Is science the answer?

Abstract: Nearly ten years ago, Tobin described the irony that evidence-based medicine (EBM) lacks a sound scientific basis. A sentinel paper concluded that most results of medical research were false, and now the same author, a well-lauded EBM proponent, argues that even if true, most clinical research is not useful and now concedes that EBM has been ‘hijacked’ by ‘vested interests’ including industry and researchers. The community expends vast resources on research, yet it has been estimated that there is an 85% ‘waste in the production and reporting of research evidence’ … Should we continue with the same paradigm and expect better results? In this counterpoint, we argue ‘no’.

Author(s): Michael J. Keane, Chris Berg

Journal: British Journal of Anaesthesia

Vol: 119 Issue: 6 Year: 2017 Pages: 1081–1084

DOI: 10.1093/bja/aex334

Cite: Keane, Michael J., and Chris Berg. “Is Science the Answer?” British Journal of Anaesthesia, vol. 119, no. 6, 2017, pp. 1081–1084.

Introduction

Nearly ten years ago, Tobin described the irony that evidence-based medicine (EBM) lacks a sound scientific basis.1 A sentinel paper concluded that most results of medical research were false,2 and now the same author, a well-lauded EBM proponent, argues that even if true, most clinical research is not useful3 and now concedes that EBM has been ‘hijacked’ by ‘vested interests including industry and researchers.4 The community expends vast resources on research, yet it has been estimated that there is an 85% ‘waste in the production and reporting of research evidence’.5

Should we continue with the same paradigm and expect better results? In this counterpoint, we argue ‘no’.
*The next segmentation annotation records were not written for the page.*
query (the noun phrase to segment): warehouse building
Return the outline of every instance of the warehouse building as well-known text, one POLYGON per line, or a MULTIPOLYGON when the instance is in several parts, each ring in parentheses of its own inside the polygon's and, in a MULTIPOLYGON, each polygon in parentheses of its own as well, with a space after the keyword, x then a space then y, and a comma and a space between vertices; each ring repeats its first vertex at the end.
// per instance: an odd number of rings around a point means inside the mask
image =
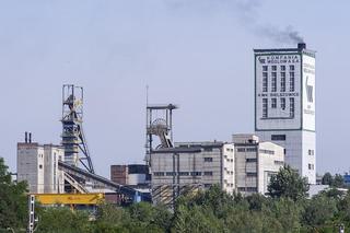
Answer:
POLYGON ((148 188, 149 166, 144 164, 110 165, 110 180, 135 188, 148 188))
POLYGON ((235 183, 241 194, 267 194, 270 177, 284 165, 284 149, 254 135, 234 135, 235 183))
POLYGON ((152 198, 172 205, 185 191, 219 185, 229 194, 265 194, 269 177, 283 166, 283 148, 235 135, 233 142, 185 142, 151 154, 152 198))

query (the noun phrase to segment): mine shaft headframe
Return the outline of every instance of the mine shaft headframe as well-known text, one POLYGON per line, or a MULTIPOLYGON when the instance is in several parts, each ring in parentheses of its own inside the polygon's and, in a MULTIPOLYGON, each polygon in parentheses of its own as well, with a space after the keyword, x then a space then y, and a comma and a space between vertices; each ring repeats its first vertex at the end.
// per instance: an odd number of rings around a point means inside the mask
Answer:
POLYGON ((167 105, 147 105, 147 154, 153 150, 152 136, 160 138, 161 144, 156 148, 173 148, 173 110, 178 106, 167 105), (161 116, 154 113, 161 112, 161 116))
POLYGON ((61 138, 65 147, 65 161, 74 166, 81 163, 90 173, 94 173, 83 131, 83 97, 82 86, 73 84, 62 86, 61 138))

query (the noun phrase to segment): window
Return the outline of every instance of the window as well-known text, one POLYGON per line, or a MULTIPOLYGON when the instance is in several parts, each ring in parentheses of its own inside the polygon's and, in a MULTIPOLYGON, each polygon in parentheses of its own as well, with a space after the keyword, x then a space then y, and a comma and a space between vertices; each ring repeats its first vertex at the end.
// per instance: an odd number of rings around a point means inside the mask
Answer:
POLYGON ((278 161, 278 160, 276 160, 276 161, 273 161, 273 162, 275 162, 276 165, 284 165, 284 162, 283 162, 283 161, 278 161))
POLYGON ((285 72, 281 72, 281 92, 285 92, 285 72))
POLYGON ((289 115, 290 115, 290 117, 294 117, 294 109, 295 109, 294 98, 290 97, 289 98, 289 115))
POLYGON ((262 73, 262 92, 267 92, 268 86, 268 77, 267 72, 262 73))
POLYGON ((295 79, 294 79, 294 72, 289 73, 289 91, 294 92, 295 90, 295 79))
POLYGON ((264 154, 275 154, 275 151, 265 150, 265 149, 260 149, 259 152, 260 152, 260 153, 264 153, 264 154))
POLYGON ((314 164, 310 163, 308 164, 308 170, 314 170, 314 168, 315 168, 314 164))
POLYGON ((276 97, 271 98, 271 107, 277 108, 277 98, 276 97))
POLYGON ((205 158, 205 162, 212 162, 212 158, 205 158))
POLYGON ((277 72, 272 72, 271 92, 277 92, 277 72))
POLYGON ((179 176, 188 176, 189 173, 188 173, 188 172, 179 172, 178 175, 179 175, 179 176))
POLYGON ((162 173, 162 172, 155 172, 155 173, 153 173, 153 175, 154 175, 154 176, 164 176, 164 173, 162 173))
POLYGON ((257 188, 256 187, 247 187, 246 190, 247 191, 257 191, 257 188))
POLYGON ((191 172, 190 175, 191 176, 201 176, 201 172, 191 172))
POLYGON ((285 109, 285 98, 284 97, 281 97, 281 108, 282 108, 282 110, 285 109))
POLYGON ((285 135, 271 135, 272 141, 285 141, 285 135))
POLYGON ((212 172, 205 172, 206 176, 212 176, 212 172))
POLYGON ((267 110, 267 98, 262 98, 262 118, 267 118, 268 110, 267 110))
POLYGON ((246 152, 256 152, 256 148, 247 148, 246 152))

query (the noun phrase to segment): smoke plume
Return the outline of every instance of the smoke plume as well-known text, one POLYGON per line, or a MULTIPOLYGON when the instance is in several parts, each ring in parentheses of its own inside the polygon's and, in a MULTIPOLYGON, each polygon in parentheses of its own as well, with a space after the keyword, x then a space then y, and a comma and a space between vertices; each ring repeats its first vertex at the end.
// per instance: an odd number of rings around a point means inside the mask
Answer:
POLYGON ((280 44, 298 44, 304 42, 300 33, 292 26, 280 28, 276 25, 264 24, 259 11, 264 0, 164 0, 171 9, 191 9, 201 13, 203 9, 211 11, 230 11, 241 24, 258 36, 266 37, 280 44), (176 5, 176 7, 175 7, 176 5))
POLYGON ((284 30, 281 30, 271 25, 266 25, 266 26, 255 25, 255 28, 259 35, 268 37, 271 40, 277 43, 298 44, 298 43, 304 42, 300 33, 295 31, 292 26, 287 26, 284 30))

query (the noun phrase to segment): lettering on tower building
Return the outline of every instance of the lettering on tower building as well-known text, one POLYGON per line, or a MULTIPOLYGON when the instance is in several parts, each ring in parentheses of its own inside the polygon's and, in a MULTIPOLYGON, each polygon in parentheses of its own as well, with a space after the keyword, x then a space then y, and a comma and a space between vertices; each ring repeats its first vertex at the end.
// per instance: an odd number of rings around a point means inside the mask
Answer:
POLYGON ((258 57, 260 63, 299 63, 299 55, 271 55, 265 58, 258 57))

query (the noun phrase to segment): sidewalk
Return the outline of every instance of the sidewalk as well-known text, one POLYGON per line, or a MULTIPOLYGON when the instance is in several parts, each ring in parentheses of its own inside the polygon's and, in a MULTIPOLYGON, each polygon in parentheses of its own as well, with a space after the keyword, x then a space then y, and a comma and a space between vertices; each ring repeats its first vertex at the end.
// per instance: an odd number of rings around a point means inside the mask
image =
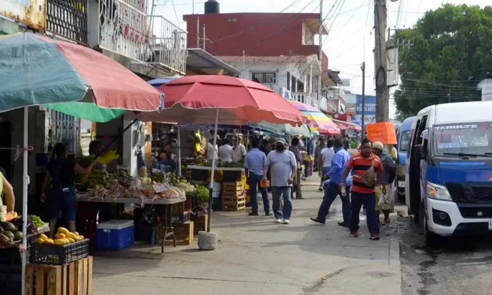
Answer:
POLYGON ((303 182, 306 199, 294 200, 289 225, 244 212, 213 213, 215 251, 201 251, 195 243, 167 247, 162 255, 160 247, 145 245, 95 257, 93 294, 401 294, 398 241, 384 232, 381 240, 369 240, 362 218, 359 237, 350 237, 337 225, 339 200, 326 225, 309 220, 322 197, 319 179, 303 182))

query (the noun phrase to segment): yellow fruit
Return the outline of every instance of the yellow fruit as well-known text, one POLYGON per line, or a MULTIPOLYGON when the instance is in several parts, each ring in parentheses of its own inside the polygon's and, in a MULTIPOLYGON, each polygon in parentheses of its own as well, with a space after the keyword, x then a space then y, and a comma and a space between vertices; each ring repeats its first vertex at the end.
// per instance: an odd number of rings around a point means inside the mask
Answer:
POLYGON ((58 232, 61 234, 66 234, 67 233, 69 233, 68 230, 62 227, 58 228, 58 232))
POLYGON ((53 241, 55 245, 66 245, 68 244, 68 241, 64 238, 57 238, 53 241))
POLYGON ((65 237, 66 237, 66 236, 65 236, 64 234, 62 234, 61 233, 59 233, 55 235, 55 237, 57 238, 65 238, 65 237))

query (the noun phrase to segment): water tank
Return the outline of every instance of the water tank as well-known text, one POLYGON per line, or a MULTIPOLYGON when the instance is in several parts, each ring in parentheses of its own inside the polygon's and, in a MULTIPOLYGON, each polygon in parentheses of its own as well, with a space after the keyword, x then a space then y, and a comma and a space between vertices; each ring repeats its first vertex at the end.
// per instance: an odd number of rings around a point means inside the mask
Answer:
POLYGON ((205 2, 205 14, 220 12, 220 5, 217 0, 209 0, 205 2))

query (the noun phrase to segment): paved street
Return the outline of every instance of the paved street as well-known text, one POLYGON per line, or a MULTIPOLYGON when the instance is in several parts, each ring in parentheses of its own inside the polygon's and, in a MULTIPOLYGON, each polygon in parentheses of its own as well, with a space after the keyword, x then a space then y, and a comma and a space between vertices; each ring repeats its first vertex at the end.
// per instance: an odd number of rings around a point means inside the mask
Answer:
POLYGON ((163 256, 145 245, 96 256, 94 294, 401 294, 398 242, 384 230, 381 240, 369 240, 365 224, 359 238, 350 237, 336 223, 339 200, 327 224, 312 222, 322 195, 319 178, 310 180, 303 186, 307 199, 294 201, 289 225, 216 212, 215 251, 201 251, 195 243, 166 247, 163 256))

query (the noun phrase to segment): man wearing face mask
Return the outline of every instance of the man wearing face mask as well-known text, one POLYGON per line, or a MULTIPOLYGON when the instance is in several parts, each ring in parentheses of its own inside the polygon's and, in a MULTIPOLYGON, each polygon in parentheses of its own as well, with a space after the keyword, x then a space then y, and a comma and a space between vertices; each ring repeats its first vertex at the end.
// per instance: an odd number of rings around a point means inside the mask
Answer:
POLYGON ((290 192, 297 170, 297 162, 294 154, 286 149, 285 144, 285 140, 281 138, 275 142, 275 150, 267 156, 263 169, 263 179, 266 180, 267 173, 270 169, 275 222, 288 224, 292 211, 290 192), (282 197, 283 198, 283 209, 280 205, 282 197))

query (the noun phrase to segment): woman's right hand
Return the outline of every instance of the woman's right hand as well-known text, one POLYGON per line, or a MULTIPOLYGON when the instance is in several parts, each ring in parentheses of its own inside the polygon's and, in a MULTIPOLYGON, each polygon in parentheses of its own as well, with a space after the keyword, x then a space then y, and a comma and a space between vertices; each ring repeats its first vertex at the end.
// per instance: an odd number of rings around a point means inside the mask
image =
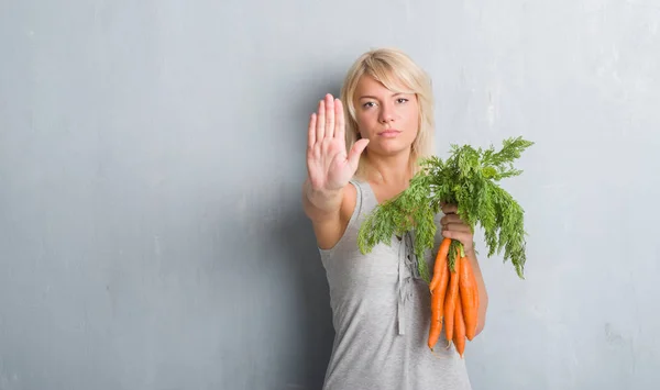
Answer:
POLYGON ((358 170, 369 140, 355 142, 346 153, 345 121, 339 99, 327 94, 309 120, 307 171, 312 191, 331 193, 344 188, 358 170))

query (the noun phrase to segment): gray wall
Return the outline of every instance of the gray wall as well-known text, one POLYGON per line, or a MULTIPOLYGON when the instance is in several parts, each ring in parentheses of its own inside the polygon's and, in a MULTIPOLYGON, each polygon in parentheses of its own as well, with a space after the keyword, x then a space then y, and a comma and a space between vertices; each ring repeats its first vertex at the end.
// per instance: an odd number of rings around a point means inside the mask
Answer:
POLYGON ((389 45, 439 154, 537 143, 474 388, 656 389, 659 30, 658 0, 1 1, 0 389, 319 389, 307 118, 389 45))

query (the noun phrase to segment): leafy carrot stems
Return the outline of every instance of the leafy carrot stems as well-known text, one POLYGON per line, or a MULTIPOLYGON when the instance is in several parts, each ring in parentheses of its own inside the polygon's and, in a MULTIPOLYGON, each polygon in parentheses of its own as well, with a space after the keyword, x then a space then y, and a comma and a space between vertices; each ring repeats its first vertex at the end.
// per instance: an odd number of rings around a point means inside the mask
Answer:
POLYGON ((441 204, 457 204, 457 214, 473 232, 477 225, 483 229, 487 257, 504 250, 504 261, 510 260, 518 277, 524 279, 525 212, 499 182, 522 172, 514 167, 514 161, 531 145, 532 142, 521 137, 504 140, 499 151, 493 146, 452 144, 447 159, 431 156, 420 160, 420 170, 408 188, 377 205, 360 226, 358 246, 363 254, 378 243, 389 245, 393 234, 415 232, 418 270, 431 293, 428 339, 431 349, 444 327, 447 339, 454 343, 462 356, 464 341, 474 338, 479 320, 476 280, 462 244, 444 238, 433 269, 422 260, 435 245, 435 216, 441 204))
In particular, the problems associated with EBM are in large part because the medical profession has accepted without question that a science-based approach must, as an axiom, be the ‘gold standard’.

Is science the most appropriate paradigm? Sacrelege! How can we even dare ask this question?

The randomized controlled trial (RCT) has assumed primacy in clinical knowledge acquisition because it is based on the scientific method of controlled experimentation. Surely, no one could argue against science.

However, is the science paradigm, utilizing the RCT, necessarily the gold standard, as opposed to paradigms based on, for example, innovation, competition and evolution?

We have previously described the evidence-based paradox.6 That is, for marginal and incremental advances in a dynamic and changeable system, an experimental paradigm becomes diminishingly useful. Conversely, in such a forever-changing, dynamic system as acute-care medicine, an experimental paradigm is really only suited to those interventions that have such a wide margin and pervasive effect (or such a strong lack of effect) that a study wasn’t needed in the first place.

Crucially, the scientific method has predictable limits as a knowledge-gaining paradigm. Science needs reproducibility.7 8

In acute-care medicine, reproducibility involves standardizing an often highly-complex system across all different possibilities of how the complex system might operate. Furthermore when experimenting on a changing system, reproducibility involves homogenizing all the potential ways that the system could change including simple evolutionary adaptation to solve problems identified by the study itself.

Therefore, the evidence base paradox could also be conceptualized as a tension between consistency and complexity of clinical practice. At its core, an experiment needs standardization to achieve consistency. Yet RCTs are undertaken on highly dynamic, complex, changing systems. The way this tension is solved is through loss of fidelity of information. Has this low-fidelity knowledge proved useful for the specialist practitioner?

Why not science?

Basic science might tell us that a hypothetical new analgesic X-123 is amongst other things, a serotonin re-uptake inhibitor. That is consistent and will always be the case, so a scientific experiment should have the fidelity to assess that phenomenon. However, whether X-123 should be used, and how much (and with what other drugs to the treat side-effects of X-123) as part of an analgesic regimen after, for example, major abdominal surgery is not science, it is innovation (see below).

The system is too complex for us to make it meaningfully reproducible, in order that it can be studied in a science experiment. There are too many potentially-interacting drugs and methods that can be adjusted, added, eliminated or ‘tweaked’ in response to the use of the new drug and at different doses of the drug and innovative solutions to negative effects.

Not only is the system at this one point of time too complex to make reproducible, but over time the system will evolve further. Surgical, anaesthetic and analgesic methods and postoperative medical and nursing care are constantly evolving, sometimes rapidly. An experimental paradigm would have to hold all these factors constant to be reproducible, which would involve gross loss of fidelity.

Standardizing the system to study even a basic binary clinical question as to whether cricoid pressure should be used during rapid-sequence intubation has been problematic.9 Consider then more complex clinical practice patterns where multiple interventions are being used simultaneously, in real-time, and where there are a multitude of competing effects and side-effects.

In the pages of this journal, Minto and Mythen10 gave a sophisticated survey of the complexities of perioperative fluid management. Fluid management is a fundamental part of perioperative care, but also serves as an example of the inevitable loss of fidelity that arises from the standardization of complex systems to ensure reproducibility to fit the science paradigm.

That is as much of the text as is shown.